Exhibition
Uncharted Streets: Photographs from the Hyman Collection
17 Jan 2024 – 8 Mar 2024
Regular hours
- Monday
- Closed
- Tuesday
- Closed
- Wednesday
- 10:00 – 17:30
- Thursday
- 10:00 – 17:30
- Friday
- 10:00 – 17:30
- Saturday
- Closed
- Sunday
- Closed
Cost of entry
Donations are welcome
Address
- 108a Boundary Road
- St John's Wood
- London
- NW8 0RH
- United Kingdom
Uncharted Streets presents five photographers who were born outside the UK but have been central to the development of photography in Britain over the last century.
About
Curated by the Ben Uri Gallery and Museum, and the Centre for British Photography, Uncharted Streets: Photographers from the Hyman Collection presents five photographers who were born outside the UK but have been central to the development of photography in Britain over the last century. The title alludes to William Blake’s Songs of Innocence and Experience and T. S. Elliot’s The Wasteland. However, it inverts their charter’d streets to suggest the role of those from outside in charting new territories, providing new perspectives and taking British photography in new directions.

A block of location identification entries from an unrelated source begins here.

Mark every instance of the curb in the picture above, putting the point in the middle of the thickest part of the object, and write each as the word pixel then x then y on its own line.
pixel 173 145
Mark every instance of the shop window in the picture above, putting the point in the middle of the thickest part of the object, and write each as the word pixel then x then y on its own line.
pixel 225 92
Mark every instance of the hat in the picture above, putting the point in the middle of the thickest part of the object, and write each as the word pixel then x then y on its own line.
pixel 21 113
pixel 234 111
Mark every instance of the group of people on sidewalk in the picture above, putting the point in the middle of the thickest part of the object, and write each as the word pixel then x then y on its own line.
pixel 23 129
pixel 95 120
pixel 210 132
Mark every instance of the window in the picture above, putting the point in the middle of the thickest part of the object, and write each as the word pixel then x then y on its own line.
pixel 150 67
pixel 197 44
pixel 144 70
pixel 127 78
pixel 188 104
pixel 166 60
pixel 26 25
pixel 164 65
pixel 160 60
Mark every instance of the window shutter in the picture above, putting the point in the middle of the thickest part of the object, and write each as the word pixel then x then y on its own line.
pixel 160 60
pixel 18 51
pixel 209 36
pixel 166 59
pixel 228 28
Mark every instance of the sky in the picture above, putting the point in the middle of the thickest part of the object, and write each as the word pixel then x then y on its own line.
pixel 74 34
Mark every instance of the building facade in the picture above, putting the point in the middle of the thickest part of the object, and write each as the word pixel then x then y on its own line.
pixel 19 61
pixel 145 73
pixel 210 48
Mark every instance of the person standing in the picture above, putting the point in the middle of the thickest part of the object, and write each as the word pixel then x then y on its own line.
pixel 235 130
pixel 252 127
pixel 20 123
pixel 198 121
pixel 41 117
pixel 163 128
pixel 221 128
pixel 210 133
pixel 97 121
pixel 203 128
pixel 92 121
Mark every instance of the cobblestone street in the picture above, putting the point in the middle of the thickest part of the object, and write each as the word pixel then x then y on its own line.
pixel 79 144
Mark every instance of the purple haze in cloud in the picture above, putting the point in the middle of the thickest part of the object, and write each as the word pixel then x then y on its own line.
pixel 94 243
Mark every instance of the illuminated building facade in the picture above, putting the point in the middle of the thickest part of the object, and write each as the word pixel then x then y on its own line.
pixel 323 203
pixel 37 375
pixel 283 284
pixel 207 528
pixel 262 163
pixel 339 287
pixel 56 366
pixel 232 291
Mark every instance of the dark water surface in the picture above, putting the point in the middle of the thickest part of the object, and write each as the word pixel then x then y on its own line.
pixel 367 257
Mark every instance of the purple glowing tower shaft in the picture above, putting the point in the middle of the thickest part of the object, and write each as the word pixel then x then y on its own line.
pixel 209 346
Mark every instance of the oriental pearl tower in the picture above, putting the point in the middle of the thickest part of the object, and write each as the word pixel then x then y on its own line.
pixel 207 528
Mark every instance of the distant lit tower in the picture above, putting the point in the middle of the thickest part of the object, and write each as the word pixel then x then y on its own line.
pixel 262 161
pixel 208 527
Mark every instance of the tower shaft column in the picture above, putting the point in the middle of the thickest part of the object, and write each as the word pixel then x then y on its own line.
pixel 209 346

The exhibition begins with the pioneering work of Kurt Hutton (b. Germany 1893) and Bill Brandt (b. Germany, 1904). Each photographer played a pivotal role in bringing European ideas into British culture and stimulated British photographic publications such as Lilliput and Picture Post magazine. It then spotlights the work of Edith Tudor-Hart (b. Vienna, 1908) who used photography as a vehicle for social change. The exhibition also showcases two of the most eminent figures in contemporary British photography: Charlie Phillips (b, Jamaica, 1944) is one of the most celebrated documenters of the African-Caribbean community in London, and Markéta Luskačová (b. Czechoslovakia, 1944), whose work has been so influential to British photography since the early 1970s.
This is a very rare opportunity to see vintage prints by these five photographers.
The exhibition also includes selected publications of the period, from major books to the pages of important magazines such as Lilliput and Picture Post.